各艦船の再現度の高さ、表現の細かさは必見。「大和」モデル作成時の秘話を披露

「World of Warships」アートディレクターのTatiana Sagirova氏
ウォーゲーミングジャパンのミリタリーアドバイザーの宮永忠将氏

 続いて「『World of Warships』 スペシャルトーク」でアートディレクターのTatiana Sagirova氏とウォーゲーミングジャパンのミリタリーアドバイザーの宮永忠将氏から語られた、戦艦「大和」モデル作成時の秘話について紹介したい。

 試遊レポートでも紹介した通り、本作に登場する艦船の表現は本当に細かい。限界までカメラを近づけて見てみるとわかるが、かなりの細部まで表現されている。

 それもそのはず、Tatiana氏によると「例えば『大和』の場合は12万以上のポリゴンで構成されています。高射砲の部分だけで1,296ポリゴンで、一昔前のゲームキャラクターが3,000ポリゴン程度で表現されていることを考えると、いかに細かな部分まで再現されているかがわかると思います」ということだ。ちなみに通常時のプレイでは海で見えないスクリューなども詳細に再現されているという。

 宮永氏によるともちろん単に細かく作られているだけではなく、設計図を始め、手に入る限りのありとあらゆる資料を元に作成しているそう。さらに船体を作成した後も、機械工学を専攻しエンジニアとしてのキャリアもあるアートディレクターのTatiana氏、造船エンジニア、歴史コンサルタントなどによる厳しいクオリティチェックを経て、次の部分の作成へと移っていくのだという。

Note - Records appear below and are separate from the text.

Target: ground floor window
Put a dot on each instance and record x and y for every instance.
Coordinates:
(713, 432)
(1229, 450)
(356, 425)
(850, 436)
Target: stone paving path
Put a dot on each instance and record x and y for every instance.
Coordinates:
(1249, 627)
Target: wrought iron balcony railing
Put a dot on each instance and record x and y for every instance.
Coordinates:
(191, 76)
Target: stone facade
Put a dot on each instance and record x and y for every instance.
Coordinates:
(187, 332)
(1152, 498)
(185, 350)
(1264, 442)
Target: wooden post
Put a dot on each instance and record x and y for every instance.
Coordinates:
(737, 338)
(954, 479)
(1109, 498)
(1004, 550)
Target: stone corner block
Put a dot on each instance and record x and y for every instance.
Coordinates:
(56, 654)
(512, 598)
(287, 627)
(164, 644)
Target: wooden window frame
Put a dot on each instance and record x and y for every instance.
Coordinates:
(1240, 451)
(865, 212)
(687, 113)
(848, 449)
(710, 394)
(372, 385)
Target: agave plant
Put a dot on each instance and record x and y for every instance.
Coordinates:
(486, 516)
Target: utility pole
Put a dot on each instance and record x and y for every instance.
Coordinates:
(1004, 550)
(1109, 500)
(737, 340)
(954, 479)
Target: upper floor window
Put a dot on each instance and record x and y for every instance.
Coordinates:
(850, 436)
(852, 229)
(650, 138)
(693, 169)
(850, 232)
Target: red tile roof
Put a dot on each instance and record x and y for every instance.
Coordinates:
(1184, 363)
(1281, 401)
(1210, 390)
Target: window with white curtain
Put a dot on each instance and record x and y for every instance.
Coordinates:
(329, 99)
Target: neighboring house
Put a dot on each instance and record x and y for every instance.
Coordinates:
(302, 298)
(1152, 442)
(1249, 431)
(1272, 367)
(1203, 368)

 宮永氏は、「本作の開発にあたりWargaming.net社は『どんな資料でも良いから欲しい』という貪欲な姿勢で資料を集めました。特に『大和』の作成時には、広島の『大和ミュージアム』にある資料が開発に大きく役立ち、チームメンバーが来日し4日間に渡って資料を集める程でした」と振り返った。「またこの様な姿勢のお陰で日本から資料を発信するだけではなく、逆にロシアから資料が送られてきたりと、様々な方面から資料が集まってきたので、今までにないレベルで再現されていますので、ぜひ見てみて欲しいですね」と自信たっぷりに話した。

12万以上のポリゴンで表現された戦艦「大和」

Android版の「World of Tanks Blitz」も開発中。iOS版とのクロスプラットフォームプレイも可能に

「World of Tanks Blitz」Product ManagerのRaman Bui氏
Androidタブレットで動作する「World of Tanks Blitz」のデモを見せてもらえた

 最後は、Wargamingスタッフ陣へのインタビュー中に語られた他のWargamin.netタイトルとして、スマートフォン・タブレット向けのオンライン戦車ゲーム「World of Tanks Blitz」の情報も紹介したい。

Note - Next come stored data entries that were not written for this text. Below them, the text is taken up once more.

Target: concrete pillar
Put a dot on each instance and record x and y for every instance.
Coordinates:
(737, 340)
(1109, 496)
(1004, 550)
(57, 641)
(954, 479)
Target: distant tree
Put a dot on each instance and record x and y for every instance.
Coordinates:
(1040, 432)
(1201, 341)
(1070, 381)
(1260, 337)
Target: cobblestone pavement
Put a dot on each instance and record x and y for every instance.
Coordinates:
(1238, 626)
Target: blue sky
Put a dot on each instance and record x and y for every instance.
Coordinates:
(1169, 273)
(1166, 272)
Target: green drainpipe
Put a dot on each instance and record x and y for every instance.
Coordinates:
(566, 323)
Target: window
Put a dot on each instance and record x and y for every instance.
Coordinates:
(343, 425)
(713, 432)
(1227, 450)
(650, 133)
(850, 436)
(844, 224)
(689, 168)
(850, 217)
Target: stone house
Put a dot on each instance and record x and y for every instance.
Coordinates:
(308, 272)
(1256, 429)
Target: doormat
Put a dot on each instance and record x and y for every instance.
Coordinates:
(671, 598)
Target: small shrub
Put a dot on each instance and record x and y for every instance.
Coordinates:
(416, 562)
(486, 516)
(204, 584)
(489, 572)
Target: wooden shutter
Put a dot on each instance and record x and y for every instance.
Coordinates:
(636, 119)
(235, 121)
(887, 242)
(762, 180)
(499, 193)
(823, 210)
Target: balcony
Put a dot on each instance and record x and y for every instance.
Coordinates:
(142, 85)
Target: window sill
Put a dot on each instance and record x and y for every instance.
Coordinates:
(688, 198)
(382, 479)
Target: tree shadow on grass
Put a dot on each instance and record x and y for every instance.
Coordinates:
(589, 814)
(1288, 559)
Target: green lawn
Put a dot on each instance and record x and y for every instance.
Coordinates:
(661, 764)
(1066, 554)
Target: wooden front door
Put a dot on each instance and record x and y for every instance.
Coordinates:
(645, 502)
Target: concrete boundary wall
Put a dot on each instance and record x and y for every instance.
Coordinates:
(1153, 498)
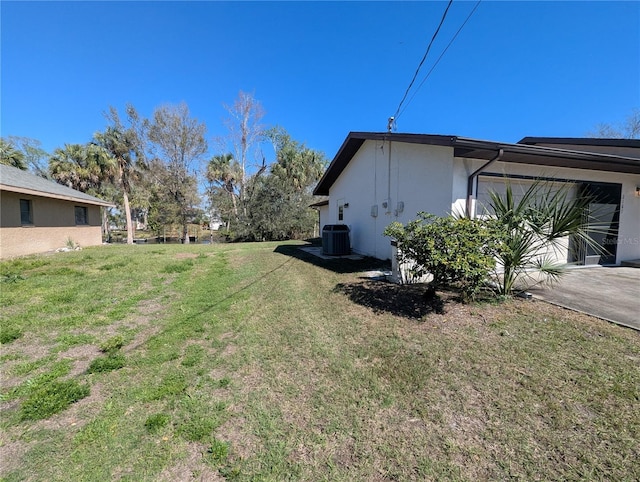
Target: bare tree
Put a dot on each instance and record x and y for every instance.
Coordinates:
(125, 144)
(245, 131)
(178, 140)
(630, 129)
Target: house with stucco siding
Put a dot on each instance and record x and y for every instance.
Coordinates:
(37, 215)
(378, 178)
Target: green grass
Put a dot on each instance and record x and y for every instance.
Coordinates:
(249, 362)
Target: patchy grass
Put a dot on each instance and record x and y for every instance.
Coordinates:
(257, 362)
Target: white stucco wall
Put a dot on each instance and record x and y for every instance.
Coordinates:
(419, 176)
(429, 178)
(629, 233)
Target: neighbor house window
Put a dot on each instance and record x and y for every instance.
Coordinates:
(26, 212)
(81, 215)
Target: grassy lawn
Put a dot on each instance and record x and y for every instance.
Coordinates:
(255, 362)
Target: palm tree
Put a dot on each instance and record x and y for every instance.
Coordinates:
(534, 230)
(124, 146)
(81, 167)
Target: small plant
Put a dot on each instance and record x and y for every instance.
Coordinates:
(52, 398)
(71, 244)
(11, 278)
(112, 345)
(107, 364)
(9, 334)
(224, 382)
(193, 356)
(219, 450)
(155, 422)
(178, 267)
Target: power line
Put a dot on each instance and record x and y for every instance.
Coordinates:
(440, 57)
(415, 75)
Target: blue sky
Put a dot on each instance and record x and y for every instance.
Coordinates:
(321, 69)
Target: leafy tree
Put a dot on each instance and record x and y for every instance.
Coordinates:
(457, 251)
(10, 155)
(35, 158)
(84, 167)
(125, 145)
(534, 228)
(278, 203)
(178, 140)
(87, 168)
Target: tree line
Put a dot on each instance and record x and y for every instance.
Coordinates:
(154, 168)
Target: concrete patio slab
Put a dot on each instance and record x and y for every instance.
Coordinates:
(610, 293)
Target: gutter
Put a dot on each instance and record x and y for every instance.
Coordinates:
(472, 178)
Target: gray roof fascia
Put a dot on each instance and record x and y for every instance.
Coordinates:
(520, 153)
(16, 180)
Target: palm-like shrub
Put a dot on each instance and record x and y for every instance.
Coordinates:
(545, 222)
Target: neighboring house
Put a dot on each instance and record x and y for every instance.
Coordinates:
(37, 215)
(378, 178)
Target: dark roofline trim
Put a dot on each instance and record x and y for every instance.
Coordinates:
(78, 200)
(582, 141)
(482, 150)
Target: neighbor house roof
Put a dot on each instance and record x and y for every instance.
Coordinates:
(523, 153)
(16, 180)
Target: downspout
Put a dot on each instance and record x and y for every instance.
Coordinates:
(474, 176)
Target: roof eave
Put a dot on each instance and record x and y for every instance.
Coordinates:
(33, 192)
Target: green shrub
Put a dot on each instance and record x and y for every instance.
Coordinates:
(155, 422)
(52, 398)
(107, 364)
(457, 252)
(9, 334)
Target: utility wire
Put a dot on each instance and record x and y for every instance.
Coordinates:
(415, 75)
(439, 58)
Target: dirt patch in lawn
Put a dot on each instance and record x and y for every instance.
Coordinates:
(81, 356)
(186, 255)
(191, 467)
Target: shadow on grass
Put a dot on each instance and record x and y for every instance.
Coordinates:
(338, 265)
(407, 301)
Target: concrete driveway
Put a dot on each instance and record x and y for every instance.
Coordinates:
(610, 293)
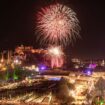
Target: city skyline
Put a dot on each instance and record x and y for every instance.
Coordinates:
(18, 20)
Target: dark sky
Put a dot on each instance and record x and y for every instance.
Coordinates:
(17, 18)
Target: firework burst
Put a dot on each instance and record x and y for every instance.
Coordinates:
(57, 24)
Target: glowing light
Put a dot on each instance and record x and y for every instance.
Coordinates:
(56, 56)
(57, 24)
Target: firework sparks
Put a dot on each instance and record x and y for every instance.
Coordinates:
(57, 24)
(55, 55)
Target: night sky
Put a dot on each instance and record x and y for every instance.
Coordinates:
(17, 23)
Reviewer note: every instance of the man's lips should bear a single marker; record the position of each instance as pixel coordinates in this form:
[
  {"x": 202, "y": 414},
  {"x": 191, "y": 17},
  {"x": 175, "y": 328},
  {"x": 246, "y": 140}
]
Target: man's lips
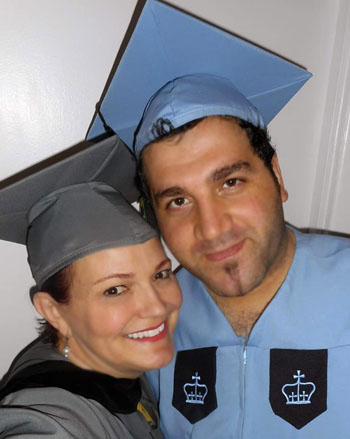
[
  {"x": 150, "y": 334},
  {"x": 225, "y": 254}
]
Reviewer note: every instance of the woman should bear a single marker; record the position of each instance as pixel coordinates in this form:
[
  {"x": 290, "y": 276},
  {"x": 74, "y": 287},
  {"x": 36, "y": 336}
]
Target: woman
[{"x": 110, "y": 303}]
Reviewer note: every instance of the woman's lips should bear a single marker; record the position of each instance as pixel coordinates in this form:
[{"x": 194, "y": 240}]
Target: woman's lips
[
  {"x": 225, "y": 254},
  {"x": 151, "y": 334}
]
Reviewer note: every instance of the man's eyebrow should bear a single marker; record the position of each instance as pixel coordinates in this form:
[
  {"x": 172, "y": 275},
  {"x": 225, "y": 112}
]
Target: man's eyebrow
[
  {"x": 115, "y": 276},
  {"x": 225, "y": 171},
  {"x": 163, "y": 263},
  {"x": 173, "y": 191}
]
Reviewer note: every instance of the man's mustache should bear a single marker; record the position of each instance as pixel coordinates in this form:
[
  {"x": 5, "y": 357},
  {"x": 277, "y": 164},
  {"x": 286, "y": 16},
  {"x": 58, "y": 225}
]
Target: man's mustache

 「World of Tanks Blitz」は、6月28日にiOS版が全世界で正式にローンチされ人気を博しているが、現在「Andoroid版の開発」と「iOS版のアップデート」を目標に開発が進められているという。

 「Android版の開発」は順調に進んでいるようで、会場では実際にAndroidタブレットでプレイできた。プレイした限りではほぼ完成しているように感じたのだが、「World of Tanks Blitz」Product ManagerのRaman Bui氏によると、「Android端末はチップセットや機種が多岐にわたるので、できるだけ多くの端末で動作するように現在開発を進めています」とのことで、今冬を目処にAndoroid版も公開できる予定だという。

 もう1つが「iOS版のアップデート」。グラフィックスの向上や新コンテンツの追加などが進められているという。Raman氏は「PC版の『World of Tanks』にあるコンテンツはできるだけ『World of Tanks Blitz』でも遊べるようにしたい」と話し、デイリーミッションの実装やクラン戦の実装も視野に入れているという。もちろんiOS版のアップデートと同時にAndroid版もアップデートされるのでOSを越えて一緒にプレイできるとのことだ。

 「今後も新マップや新戦車のアップデートは続けていきますが、弊社のコンセプトである『Free to Win』というコンセプトは変わりませんので安心してください」と締めくくった。